The reason that most individual Loroi planets don't have populations much higher than a few billion is that they choose not to. Loroi population growth is under tight government control; you have to get permission to have children. Individual communities decide what they think is an appropriate maximum population for the area, and then they set a cap. It's only in places like Maia where the social rules and ample space/resources allow for much larger populations.
Victor_D wrote: Actually, this is something I don't understand - why should the Loroi suffer so high casualties that they need to lift population restrictions on their worlds?
The first part of the answer is that high-tech societes are specialized; it's not easy to just grab a person from one role and toss her into someone else's role. For one thing, many jobs require years of training, and for another: who's now doing that person's old job? Combat personnel are usually a small percentage of the total population (especially in any high-tech system that requires a lot of logistics and support, like air forces and navies), but they're highly specialized and can't easily be replaced, so even when the loss rates are small compared to the total population, they can still cause serious manpower shortages and disruptions to society.
If you look at the
casualty rates for WWII, which was the bloodiest war in our history, the actual percentages of loss are very small compared to the total population.
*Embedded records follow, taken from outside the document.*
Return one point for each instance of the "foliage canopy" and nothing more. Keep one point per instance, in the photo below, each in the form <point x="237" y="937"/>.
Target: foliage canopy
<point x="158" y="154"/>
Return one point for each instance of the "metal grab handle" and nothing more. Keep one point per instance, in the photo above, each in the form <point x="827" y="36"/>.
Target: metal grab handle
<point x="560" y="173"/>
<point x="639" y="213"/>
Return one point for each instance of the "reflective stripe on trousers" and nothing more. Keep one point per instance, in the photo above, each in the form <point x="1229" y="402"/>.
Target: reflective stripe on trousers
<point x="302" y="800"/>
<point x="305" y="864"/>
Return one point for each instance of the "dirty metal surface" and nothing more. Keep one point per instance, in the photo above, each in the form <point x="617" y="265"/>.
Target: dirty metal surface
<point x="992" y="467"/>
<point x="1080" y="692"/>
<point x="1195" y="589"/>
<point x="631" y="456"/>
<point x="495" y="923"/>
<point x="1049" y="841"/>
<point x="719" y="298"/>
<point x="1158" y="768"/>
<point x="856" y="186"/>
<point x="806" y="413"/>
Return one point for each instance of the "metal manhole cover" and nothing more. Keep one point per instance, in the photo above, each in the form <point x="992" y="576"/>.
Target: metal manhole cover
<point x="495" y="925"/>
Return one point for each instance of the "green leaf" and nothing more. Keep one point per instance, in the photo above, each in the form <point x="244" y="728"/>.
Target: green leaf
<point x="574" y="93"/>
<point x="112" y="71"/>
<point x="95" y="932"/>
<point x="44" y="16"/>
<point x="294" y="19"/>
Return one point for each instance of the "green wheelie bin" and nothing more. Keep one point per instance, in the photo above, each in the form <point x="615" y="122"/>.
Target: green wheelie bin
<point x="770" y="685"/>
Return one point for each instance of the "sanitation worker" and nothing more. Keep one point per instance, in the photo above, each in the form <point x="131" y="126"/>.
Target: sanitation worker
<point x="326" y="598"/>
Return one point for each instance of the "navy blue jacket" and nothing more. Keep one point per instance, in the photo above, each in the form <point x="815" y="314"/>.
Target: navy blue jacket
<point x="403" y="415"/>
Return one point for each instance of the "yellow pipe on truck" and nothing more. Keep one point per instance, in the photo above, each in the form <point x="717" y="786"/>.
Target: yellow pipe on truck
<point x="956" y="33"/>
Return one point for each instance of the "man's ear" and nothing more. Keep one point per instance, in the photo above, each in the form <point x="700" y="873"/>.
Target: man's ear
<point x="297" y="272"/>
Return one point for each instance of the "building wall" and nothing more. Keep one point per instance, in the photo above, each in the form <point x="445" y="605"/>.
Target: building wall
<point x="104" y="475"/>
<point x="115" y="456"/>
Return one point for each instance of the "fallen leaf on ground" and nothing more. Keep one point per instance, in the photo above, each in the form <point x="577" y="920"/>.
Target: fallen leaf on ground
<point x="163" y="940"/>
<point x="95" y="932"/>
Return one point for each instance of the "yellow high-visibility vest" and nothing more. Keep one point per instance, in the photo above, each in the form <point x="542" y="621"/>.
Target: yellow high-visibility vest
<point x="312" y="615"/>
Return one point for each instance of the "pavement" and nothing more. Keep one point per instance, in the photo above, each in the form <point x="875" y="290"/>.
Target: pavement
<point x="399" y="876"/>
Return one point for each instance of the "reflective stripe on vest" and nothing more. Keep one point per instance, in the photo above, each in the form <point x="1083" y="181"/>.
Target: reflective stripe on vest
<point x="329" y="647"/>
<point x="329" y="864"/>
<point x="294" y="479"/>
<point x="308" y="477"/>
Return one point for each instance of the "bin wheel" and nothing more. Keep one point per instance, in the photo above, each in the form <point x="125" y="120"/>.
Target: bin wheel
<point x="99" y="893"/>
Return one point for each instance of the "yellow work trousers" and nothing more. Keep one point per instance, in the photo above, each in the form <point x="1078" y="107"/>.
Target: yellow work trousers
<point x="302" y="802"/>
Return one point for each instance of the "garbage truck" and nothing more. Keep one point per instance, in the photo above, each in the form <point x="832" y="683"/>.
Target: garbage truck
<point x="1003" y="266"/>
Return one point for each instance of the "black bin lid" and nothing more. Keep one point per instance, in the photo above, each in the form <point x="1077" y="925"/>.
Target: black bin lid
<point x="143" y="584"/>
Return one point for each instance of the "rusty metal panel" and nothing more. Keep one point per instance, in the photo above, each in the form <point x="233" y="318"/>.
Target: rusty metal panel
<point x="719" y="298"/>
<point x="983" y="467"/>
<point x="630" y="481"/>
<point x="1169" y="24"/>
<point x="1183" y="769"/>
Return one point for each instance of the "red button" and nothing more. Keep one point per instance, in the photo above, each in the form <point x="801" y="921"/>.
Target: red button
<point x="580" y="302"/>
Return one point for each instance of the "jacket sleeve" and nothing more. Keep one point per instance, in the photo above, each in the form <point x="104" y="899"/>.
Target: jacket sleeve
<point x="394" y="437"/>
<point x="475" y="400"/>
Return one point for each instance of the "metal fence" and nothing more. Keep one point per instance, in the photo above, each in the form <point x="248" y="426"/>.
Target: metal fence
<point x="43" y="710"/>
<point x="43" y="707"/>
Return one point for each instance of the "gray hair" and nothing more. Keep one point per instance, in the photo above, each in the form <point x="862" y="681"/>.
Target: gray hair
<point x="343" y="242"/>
Japan's disastrous losses amounted to only about 4% of the population, but they suffered from debilitating manpower shortages, especially in key areas. One key shortage I heard about was in pilots; prior to the war, the Japanese placed rigorous standards on their pilot training, and washed out large numbers of capable pilots who didn't measure up. So the result was an elite pilot corps, but very little manpower reserve, and a system that would make training more to the same standard very difficult and time-consuming. And so, when the Japanese lost a significant percentage of their best pilots at Coral Sea and Midway, this was a blow from which they were not able to recover. When the critical "big" air battles came a few years later at the Marianas and Philippines, the majority of Japanese pilots were hastily-trained replacements who were no match for their American counterparts, and the result is still remembered as a "turkey-shoot."
The Loroi had a much larger personnel reserve, but they have a similar challenge in that warriors are not recruited from civilian populations, but instead trained from a young age. It's possible to throw some desk jockeys or even civilians into needed specialties in a pinch, but that replacement is going to operate at reduced effectiveness, and the job that person used to perform prior to being reassigned will not get done. When a military loses a third of its combat forces in a single battle, that's going to present very serious personnel challenges, even if those losses represent a relatively small percentage of the total population.
The second part of answer is that the Loroi have lost a lot more than just ship crews. In the first five years of the war, the Loroi lost about a dozen inhabited systems and suffered raids directly into populated regions; the majority of the population in the lost systems were evacuated beforehand, but the loss of life was still staggering. Looking again at the WWII loss rates, even in those situations with the most appalling losses and incidents of genocide, the worst percentages of loss are "only" in the neighborhood of 16% (Poland) to 14% (Soviet Union). The loss of ten percent of your population is devastating to a modern society, especially during time of war. It's really hard to field new forces and increase production at home when you have fewer people.
I would agree that losses of ships and materiel are probably more of a crisis than the manpower shortages, but ships can be replaced on a much shorter time scale than people.
Karst45 wrote:It more than just the physical resemblance, Space Preachers !!!
Ah, I missed that element of it. Funny.